T-Cell ResponsesCD4+ T helper cells (TH cells) assist other white blood cells in immunological processes, including maturation of B cells into plasma cells and activation of cytotoxic T cells and macrophages. TH cell recognize antigen presented in conjunction with MHC class II molecules by antigen presenting cells. Once activated, TH cells divide rapidly and secrete cytokines that regulate or assist in the immune response. These cells can differentiate into one of several subtypes, including TH1, TH2, TH3, TH17 and TFH, which secrete different cytokines to facilitate a different type of immune response.
Protection against pathogen challenge in the case of diseases such as malaria, tuberculosis and hepatitis correlates with the induction of a T cell responses characterised by the production of high levels of IFN-γ. More recently, vaccines that induce multi-functional CD4+ T cell responses, where antigen-specific T cells produce more than one effector cytokine; IFN-γ, IL-2 and TNF-α, were demonstrated to be more efficacious than vaccines that induced T cells that only produced a single cytokine (Darrah et al (2007) Nat Med 13: 843-50).
Cytotoxic T cells (TC cells, or CTLs), which are CD8+, are involved in the clearance of virally infected cells and tumor cells, and are also implicated in transplant rejection. TC cells recognize their targets by binding to antigen associated with MHC class I, which is present on the surface of nearly every cell of the body.

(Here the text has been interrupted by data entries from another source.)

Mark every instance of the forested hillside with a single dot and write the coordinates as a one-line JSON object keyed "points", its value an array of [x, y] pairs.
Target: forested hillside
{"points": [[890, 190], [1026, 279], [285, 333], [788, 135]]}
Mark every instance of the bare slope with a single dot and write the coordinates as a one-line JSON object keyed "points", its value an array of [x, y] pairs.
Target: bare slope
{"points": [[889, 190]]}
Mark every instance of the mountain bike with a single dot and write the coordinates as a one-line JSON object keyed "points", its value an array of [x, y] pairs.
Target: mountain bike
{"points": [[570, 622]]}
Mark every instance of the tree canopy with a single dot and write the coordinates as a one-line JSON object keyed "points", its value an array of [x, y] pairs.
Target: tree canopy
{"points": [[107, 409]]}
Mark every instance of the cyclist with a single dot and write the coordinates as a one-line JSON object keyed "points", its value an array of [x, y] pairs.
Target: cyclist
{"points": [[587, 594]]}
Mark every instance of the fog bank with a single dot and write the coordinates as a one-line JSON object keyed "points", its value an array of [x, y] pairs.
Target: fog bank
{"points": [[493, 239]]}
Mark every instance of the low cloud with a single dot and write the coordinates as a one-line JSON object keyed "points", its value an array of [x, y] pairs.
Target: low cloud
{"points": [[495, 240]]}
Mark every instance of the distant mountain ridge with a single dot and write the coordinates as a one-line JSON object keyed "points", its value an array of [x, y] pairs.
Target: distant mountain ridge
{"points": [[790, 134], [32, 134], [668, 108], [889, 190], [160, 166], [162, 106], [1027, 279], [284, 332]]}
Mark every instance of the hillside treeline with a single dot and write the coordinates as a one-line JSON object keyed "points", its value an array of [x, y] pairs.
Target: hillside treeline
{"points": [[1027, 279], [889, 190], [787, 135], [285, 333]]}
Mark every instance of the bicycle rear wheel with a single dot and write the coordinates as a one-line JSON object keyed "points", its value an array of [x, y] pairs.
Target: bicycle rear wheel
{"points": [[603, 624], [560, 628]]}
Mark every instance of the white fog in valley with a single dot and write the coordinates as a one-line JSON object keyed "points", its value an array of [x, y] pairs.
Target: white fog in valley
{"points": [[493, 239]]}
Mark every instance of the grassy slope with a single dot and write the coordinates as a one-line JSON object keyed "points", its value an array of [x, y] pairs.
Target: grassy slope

Memory T cells are a subset of antigen-specific T cells that persist long-term after an infection has resolved. They quickly expand to large numbers of effector T cells upon re-exposure to their cognate antigen, thus providing the immune system with “memory” against past infections. Memory T cells can be described as different subtypes: central memory T cells (TCM cells) and effector memory T cells (TEM cells). Memory T cells may be either CD4+ or CD8+. T cell subsets may be defined according to their expression of various markers, for example CD62L and CD127 expression may be used to distinguish: central memory T cells (TCM: CD62L+ CD127+), that reside in lymphoid tissue; effector memory T cells (TEM: CD162L− CD127+), that circulate into peripheral, non-lymphoid tissue as well as lymphoid tissues; and effector T cells (TE: CD62L− CD127−)(Bachman et al., J. Immunology, 2005, 175:4686-4696).
T cell subsets can also be distinguished according to their cytokine profile. For example cytokines associated with CD8+ T cells include IFNγ, TNFα and IL-2. T cells that produce IL-2 are believed to be from the memory subset.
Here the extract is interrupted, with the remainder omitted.